Onlardan mahrum oldunuz mu, ya çok iyi takım oyunu, ön alan
baskısı ile oynamanız lazım ya da uzaktan Bakasetas gibi oyuncuların şutlarıyla
kazanmanız.
Hiçbiri de olmayınca beraberlik kader gibi artık.
Trabzonspor maçın ilk ve ikinci devresinde, takım oyunu ve yardımlaşmadan da
uzak bir görüntü çizdi. Şimdi Abdullah hocaya şunu sormak lazım; Trabzonspor,
ön alan baskısı, kanat bindirmeleri, ortadan derinlemesine atılan paslarla
rakip ceza alanını zorlamayacak mı? Siz bekleri çıkartmazsanız, nasıl kanatlardan
rakibin üzerine gidip pozisyon üreteceksiniz?

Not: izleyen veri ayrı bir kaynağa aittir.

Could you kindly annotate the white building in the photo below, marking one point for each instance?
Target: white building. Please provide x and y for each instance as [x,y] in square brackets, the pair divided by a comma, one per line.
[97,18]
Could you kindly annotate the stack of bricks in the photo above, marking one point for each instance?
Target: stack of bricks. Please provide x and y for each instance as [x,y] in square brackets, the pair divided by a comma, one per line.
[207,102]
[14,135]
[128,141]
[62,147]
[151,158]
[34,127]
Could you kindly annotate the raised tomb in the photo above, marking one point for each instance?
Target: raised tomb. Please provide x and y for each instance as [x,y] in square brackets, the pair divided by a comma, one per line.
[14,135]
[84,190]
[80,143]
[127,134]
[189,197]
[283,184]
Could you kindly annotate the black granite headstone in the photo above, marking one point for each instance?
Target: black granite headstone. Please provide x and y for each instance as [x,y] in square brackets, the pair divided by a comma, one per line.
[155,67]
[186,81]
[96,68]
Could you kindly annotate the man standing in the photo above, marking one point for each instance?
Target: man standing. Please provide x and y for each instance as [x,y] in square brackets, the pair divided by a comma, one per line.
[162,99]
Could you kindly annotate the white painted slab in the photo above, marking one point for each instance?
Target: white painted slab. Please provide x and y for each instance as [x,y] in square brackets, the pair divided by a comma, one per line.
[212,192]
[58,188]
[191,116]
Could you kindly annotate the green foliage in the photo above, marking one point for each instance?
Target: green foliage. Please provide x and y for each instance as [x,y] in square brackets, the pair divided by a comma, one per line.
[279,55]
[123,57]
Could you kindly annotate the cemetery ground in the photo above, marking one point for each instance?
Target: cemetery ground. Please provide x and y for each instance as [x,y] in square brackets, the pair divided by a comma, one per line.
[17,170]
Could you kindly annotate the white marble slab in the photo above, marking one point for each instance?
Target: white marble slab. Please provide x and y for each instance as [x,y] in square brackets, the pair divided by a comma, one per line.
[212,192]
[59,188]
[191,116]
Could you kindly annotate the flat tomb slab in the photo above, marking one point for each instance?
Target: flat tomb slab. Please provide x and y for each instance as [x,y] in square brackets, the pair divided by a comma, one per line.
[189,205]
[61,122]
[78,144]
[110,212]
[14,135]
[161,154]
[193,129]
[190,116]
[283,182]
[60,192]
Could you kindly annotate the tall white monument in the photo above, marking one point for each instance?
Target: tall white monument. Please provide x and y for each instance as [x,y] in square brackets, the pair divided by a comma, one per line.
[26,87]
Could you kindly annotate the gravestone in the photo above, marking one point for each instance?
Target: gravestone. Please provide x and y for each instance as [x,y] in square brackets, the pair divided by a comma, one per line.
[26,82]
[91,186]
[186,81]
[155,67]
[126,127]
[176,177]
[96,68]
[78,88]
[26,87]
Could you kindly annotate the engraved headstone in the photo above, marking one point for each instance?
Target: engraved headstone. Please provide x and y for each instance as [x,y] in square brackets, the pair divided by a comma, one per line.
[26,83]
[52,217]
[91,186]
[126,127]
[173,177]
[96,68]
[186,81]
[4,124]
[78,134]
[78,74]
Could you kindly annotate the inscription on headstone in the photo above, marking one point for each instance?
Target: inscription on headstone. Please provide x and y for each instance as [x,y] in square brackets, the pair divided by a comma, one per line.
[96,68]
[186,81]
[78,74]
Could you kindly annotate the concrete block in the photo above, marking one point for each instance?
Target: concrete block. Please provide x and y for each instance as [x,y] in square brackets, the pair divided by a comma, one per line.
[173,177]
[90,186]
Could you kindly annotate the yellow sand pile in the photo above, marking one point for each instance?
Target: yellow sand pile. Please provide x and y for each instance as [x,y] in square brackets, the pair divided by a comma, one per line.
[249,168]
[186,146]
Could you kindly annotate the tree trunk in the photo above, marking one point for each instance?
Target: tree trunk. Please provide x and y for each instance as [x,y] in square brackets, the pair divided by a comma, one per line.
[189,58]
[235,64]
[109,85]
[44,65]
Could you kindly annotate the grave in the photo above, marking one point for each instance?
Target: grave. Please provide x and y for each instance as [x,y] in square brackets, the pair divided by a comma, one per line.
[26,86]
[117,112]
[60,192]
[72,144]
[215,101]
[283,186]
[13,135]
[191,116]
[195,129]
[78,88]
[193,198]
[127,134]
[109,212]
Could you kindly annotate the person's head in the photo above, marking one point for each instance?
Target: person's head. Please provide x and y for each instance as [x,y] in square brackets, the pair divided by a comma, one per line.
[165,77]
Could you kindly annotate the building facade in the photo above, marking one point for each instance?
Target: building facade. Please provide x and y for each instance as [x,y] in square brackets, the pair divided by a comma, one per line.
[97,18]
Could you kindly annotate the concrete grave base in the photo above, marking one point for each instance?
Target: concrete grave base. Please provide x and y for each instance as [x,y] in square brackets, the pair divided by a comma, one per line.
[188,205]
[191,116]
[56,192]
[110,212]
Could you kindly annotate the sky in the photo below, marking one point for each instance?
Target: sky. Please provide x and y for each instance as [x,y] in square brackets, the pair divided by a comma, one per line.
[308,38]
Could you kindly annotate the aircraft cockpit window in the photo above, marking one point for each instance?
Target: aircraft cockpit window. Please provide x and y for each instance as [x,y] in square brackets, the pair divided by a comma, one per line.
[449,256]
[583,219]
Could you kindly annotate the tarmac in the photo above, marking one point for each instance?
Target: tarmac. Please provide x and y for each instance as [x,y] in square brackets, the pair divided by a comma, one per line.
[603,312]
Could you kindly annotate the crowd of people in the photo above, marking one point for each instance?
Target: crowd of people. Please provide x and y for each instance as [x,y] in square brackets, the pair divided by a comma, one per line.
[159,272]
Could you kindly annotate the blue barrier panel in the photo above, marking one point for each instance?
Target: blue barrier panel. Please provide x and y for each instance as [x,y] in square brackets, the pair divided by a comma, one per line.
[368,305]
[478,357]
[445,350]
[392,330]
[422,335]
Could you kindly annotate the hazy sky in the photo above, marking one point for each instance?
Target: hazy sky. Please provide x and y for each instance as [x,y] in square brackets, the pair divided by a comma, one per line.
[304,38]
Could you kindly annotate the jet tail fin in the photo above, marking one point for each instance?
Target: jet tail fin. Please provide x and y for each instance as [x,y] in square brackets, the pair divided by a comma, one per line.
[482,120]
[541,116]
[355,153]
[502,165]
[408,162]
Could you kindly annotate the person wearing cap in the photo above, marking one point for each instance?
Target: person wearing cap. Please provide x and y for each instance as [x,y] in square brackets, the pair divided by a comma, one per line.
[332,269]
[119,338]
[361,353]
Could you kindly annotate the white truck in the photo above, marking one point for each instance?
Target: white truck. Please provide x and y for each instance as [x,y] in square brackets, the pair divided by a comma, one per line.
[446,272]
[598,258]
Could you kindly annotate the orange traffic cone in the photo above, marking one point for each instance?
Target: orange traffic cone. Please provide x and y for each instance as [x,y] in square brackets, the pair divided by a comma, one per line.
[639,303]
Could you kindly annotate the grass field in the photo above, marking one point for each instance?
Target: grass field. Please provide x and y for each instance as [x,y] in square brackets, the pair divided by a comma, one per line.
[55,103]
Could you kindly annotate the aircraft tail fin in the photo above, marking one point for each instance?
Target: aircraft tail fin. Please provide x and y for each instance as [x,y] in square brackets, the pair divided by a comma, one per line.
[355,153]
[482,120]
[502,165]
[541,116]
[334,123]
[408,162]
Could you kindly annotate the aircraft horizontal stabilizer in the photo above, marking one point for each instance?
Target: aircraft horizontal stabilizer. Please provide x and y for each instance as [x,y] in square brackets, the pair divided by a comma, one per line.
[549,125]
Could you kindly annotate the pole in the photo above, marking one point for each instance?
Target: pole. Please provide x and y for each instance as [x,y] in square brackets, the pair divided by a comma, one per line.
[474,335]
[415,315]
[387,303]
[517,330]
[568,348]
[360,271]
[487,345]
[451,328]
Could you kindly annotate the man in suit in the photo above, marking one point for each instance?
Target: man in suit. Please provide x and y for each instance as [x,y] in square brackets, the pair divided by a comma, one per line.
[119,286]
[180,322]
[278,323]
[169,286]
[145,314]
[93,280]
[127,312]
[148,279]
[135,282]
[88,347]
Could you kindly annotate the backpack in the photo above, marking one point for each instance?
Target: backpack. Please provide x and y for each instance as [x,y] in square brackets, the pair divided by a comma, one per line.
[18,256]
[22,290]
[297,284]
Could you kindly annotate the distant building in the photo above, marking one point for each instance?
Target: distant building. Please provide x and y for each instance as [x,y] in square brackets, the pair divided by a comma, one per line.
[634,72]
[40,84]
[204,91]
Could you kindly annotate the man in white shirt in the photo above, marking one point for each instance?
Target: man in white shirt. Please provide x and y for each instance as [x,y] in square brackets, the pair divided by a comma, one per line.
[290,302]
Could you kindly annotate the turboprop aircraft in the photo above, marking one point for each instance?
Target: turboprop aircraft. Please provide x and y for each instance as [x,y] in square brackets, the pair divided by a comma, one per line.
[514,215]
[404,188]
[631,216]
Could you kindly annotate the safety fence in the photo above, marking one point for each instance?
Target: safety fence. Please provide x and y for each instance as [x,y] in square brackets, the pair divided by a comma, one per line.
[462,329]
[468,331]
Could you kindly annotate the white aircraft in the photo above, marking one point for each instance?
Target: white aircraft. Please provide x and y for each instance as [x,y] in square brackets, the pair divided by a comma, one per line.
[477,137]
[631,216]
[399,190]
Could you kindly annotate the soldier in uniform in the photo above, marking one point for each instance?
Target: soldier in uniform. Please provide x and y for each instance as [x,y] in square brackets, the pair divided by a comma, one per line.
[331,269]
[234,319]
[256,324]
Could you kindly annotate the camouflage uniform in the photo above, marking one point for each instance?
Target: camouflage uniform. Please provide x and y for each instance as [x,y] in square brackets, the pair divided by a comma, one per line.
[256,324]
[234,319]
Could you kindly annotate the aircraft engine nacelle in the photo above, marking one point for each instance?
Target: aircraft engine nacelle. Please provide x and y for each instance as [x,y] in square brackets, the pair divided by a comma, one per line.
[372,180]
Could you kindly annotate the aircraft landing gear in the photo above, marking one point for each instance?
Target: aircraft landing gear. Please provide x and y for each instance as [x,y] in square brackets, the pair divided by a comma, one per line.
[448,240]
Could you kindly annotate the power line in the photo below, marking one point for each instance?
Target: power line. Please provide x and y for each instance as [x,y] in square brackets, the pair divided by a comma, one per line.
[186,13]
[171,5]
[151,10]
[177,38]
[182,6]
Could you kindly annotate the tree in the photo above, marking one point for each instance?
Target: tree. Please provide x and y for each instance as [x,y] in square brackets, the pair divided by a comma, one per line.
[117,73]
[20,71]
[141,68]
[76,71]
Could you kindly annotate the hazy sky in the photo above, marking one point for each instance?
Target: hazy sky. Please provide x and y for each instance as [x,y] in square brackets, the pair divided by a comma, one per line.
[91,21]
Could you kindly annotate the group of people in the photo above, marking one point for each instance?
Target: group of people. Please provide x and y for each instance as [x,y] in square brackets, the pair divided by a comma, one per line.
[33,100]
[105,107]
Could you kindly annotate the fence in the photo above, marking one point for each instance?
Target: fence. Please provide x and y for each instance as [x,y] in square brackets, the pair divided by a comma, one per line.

Bizim gördüklerimizin alasını hoca görüyor ama elinden gelen
bir şey yok diyebilir misiniz? Hayır? Oyunumuz gelişiyor dedikten sonra bu oyun
hala gelişmemişse, insanlar sizi sorgular. Hocayı bir maçla yerin dibine
sokmayalım kabul ama bu takım içerde dışarda kaybettikleriyle şampiyonluk
yarışının uzağına düştü.
Bunun faturası olmayacak mı?
Trabzonspor ligi 4,5,6 gibi yerlerde bitirecekse pahalı
transferler yapıp, borçlandırılmasına da gerek yok. Ne dışardan hoca alsın ne
de yabancı oyuncu. Trabzon’a gelen hocalar da bu takımın hedef takımı olduğunu
bilerek gelmesi lazım.
Çaykur Rizespor, toparlanmış takım. Hızlı hücumlarla
Trabzonspor’u eksik yakaladıkları oldu. Onlar da Trabzonspor gibi ön alan
oyuncusu eksikliğinden goller bulamadı.
Sezon ortasında bu takıma Yunus Mallı değil, iyi
santraforlar alın diyenler haklı çıktı, başkan ve diğerleri haksız.